Maybe we could reorder the alternatives to make also this return an infinite list but I'm worried that that might not work in general, because you don't know what order to use if there are several productive alternatives.

Do you have any input or ideas? Do you have any more good test cases or important use cases?

Also, what do you mean by "I don't think it's possible to have this work and ... not produce an infinite list of results"? If the first one should return [1, 2, 3, ...], shouldn't the second return [1, 1, 1, ...]?

Cheers!

[acertain]

If the first one should return [1, 2, 3, ...], shouldn't the second return [1, 1, 1, ...]?

That's what I mean

It should be possible to expose multiple variants of rule:

1. use a HashMap or StableNames etc to dedup results
2. return infinite results
3. the current behavior
4. just loop
5. something else??

I'm working on a rewrite of the parser where all but 2 should be easy to implement.
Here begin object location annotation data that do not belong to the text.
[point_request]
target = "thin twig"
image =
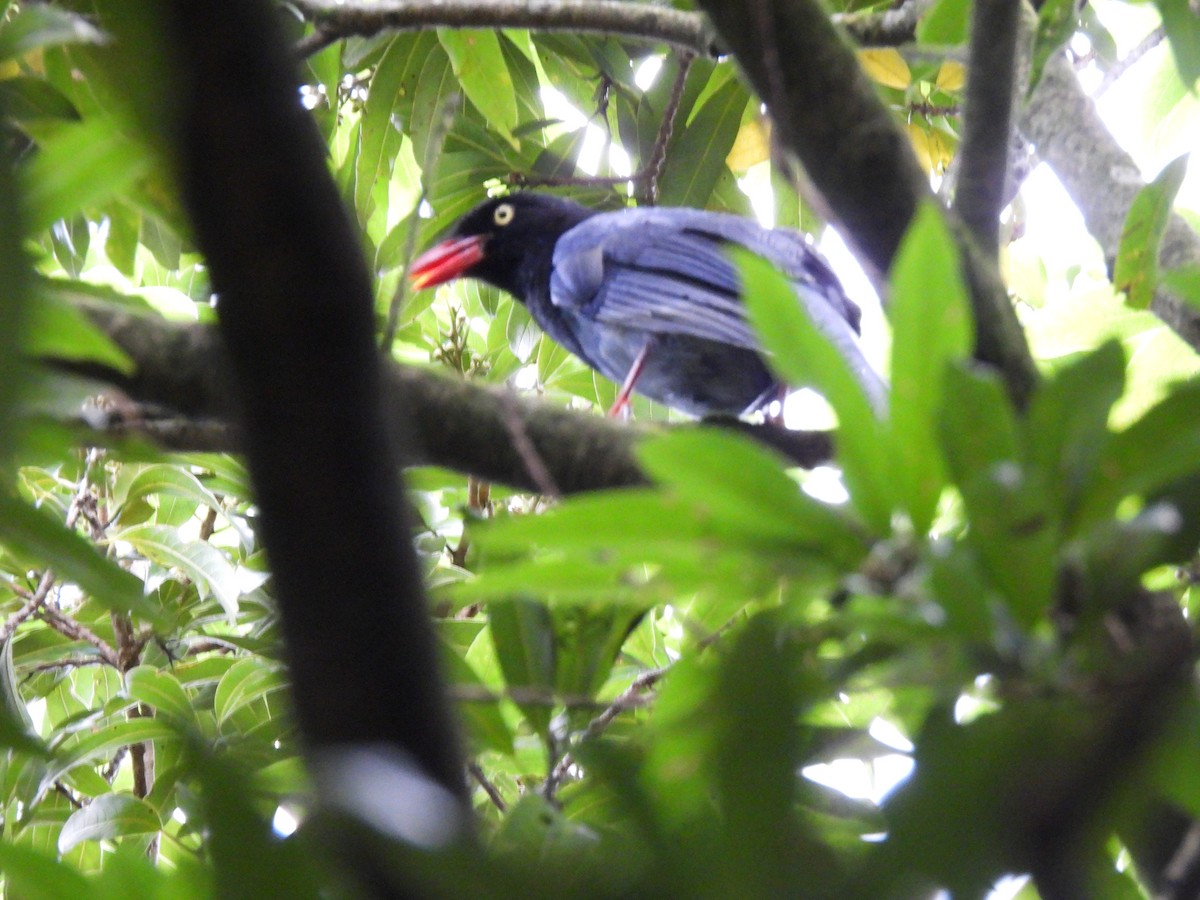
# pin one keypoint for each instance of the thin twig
(493, 795)
(1147, 43)
(628, 699)
(659, 156)
(647, 177)
(533, 462)
(34, 603)
(76, 631)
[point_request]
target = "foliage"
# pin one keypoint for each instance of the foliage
(649, 681)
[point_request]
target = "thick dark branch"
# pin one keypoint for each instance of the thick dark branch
(298, 324)
(855, 153)
(455, 424)
(1102, 179)
(988, 121)
(610, 17)
(687, 30)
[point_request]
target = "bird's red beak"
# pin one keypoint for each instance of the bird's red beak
(447, 261)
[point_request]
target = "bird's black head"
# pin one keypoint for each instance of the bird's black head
(507, 241)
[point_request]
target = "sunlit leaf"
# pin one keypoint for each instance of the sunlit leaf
(114, 815)
(82, 165)
(931, 328)
(1135, 271)
(803, 355)
(886, 66)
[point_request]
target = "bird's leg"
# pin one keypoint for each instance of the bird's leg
(627, 387)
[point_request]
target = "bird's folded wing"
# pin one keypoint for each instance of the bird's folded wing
(666, 271)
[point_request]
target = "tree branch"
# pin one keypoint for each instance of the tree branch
(988, 120)
(857, 156)
(454, 424)
(1102, 179)
(297, 318)
(610, 17)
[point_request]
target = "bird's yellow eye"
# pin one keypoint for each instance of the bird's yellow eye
(503, 214)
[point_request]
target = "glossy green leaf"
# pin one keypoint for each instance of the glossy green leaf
(102, 742)
(84, 163)
(1182, 28)
(393, 88)
(743, 487)
(40, 27)
(160, 690)
(173, 481)
(1135, 271)
(247, 682)
(483, 73)
(804, 357)
(945, 23)
(697, 155)
(978, 424)
(1161, 447)
(1185, 281)
(114, 815)
(931, 328)
(25, 99)
(17, 730)
(59, 330)
(483, 719)
(41, 538)
(39, 874)
(523, 635)
(199, 561)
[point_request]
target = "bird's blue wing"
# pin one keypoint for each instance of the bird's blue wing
(666, 271)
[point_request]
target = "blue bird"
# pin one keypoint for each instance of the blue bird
(647, 297)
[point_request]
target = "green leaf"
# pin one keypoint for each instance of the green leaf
(946, 23)
(1135, 271)
(1182, 29)
(1185, 281)
(1056, 24)
(394, 79)
(480, 67)
(35, 875)
(161, 690)
(247, 682)
(40, 538)
(435, 84)
(978, 425)
(113, 815)
(172, 480)
(25, 99)
(199, 561)
(804, 357)
(40, 27)
(82, 165)
(1161, 447)
(483, 718)
(523, 635)
(931, 328)
(744, 489)
(17, 730)
(1067, 425)
(697, 156)
(59, 330)
(103, 742)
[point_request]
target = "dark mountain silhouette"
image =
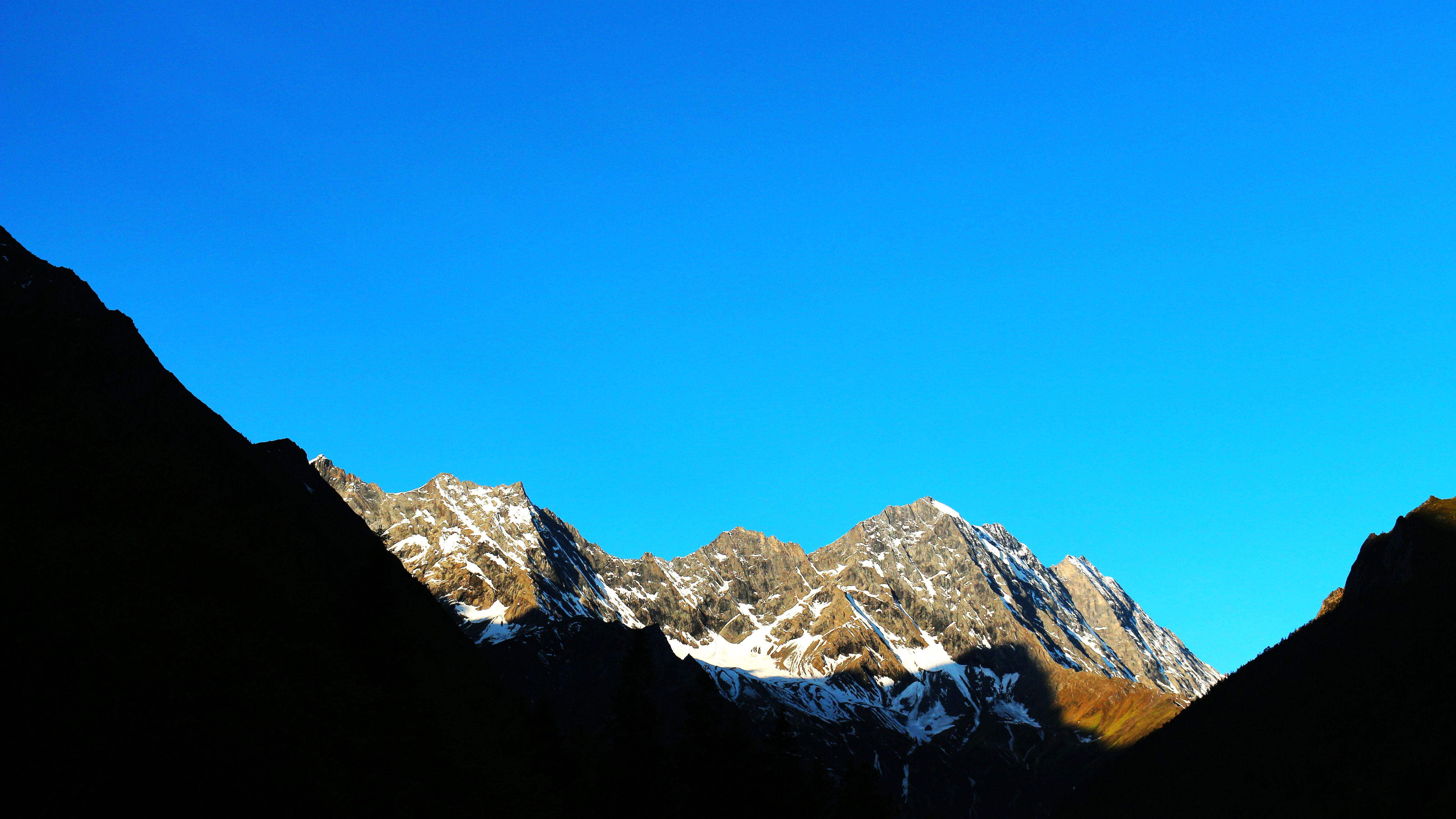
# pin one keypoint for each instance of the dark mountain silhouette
(206, 626)
(1346, 716)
Any ideas for other variants?

My rewrite doesn't compute epsilon derivations or interpret Prods and instead has instances directly on

newtype Parser s e i a = Parser {
  unParser ::
    ParseEnv s e i ->
    (a -> ParseEnv s e i -> ST s (ParseEnv s e i)) ->
    ST s (ParseEnv s e i)
}

including Monad and a fix :: (Parser s e i a -> Parser s e i a) -> Parser s e i a function

So far, computing epsilon derivations has been avoidable but I think it might be unavoidable for infinite results

[ollef]

Hmm, I'm not too fond of the idea of exposing several variants of rule, unless I can be convinced that there are important use cases for such variants. I think I'd prefer this library just to do the Right Thing, provided we can figure out what that should be. Of course, that doesn't stop you from doing these things in your projects. :)

I think I've come up with something better than what I outlined in my previous post. What do you think of the following?

1. Compute epsilon derivations for r assuming that r's epsilons are [] (i.e. the current behaviour).
2. If step 1 produces any results, compute the epsilon derivations again but tie the knot.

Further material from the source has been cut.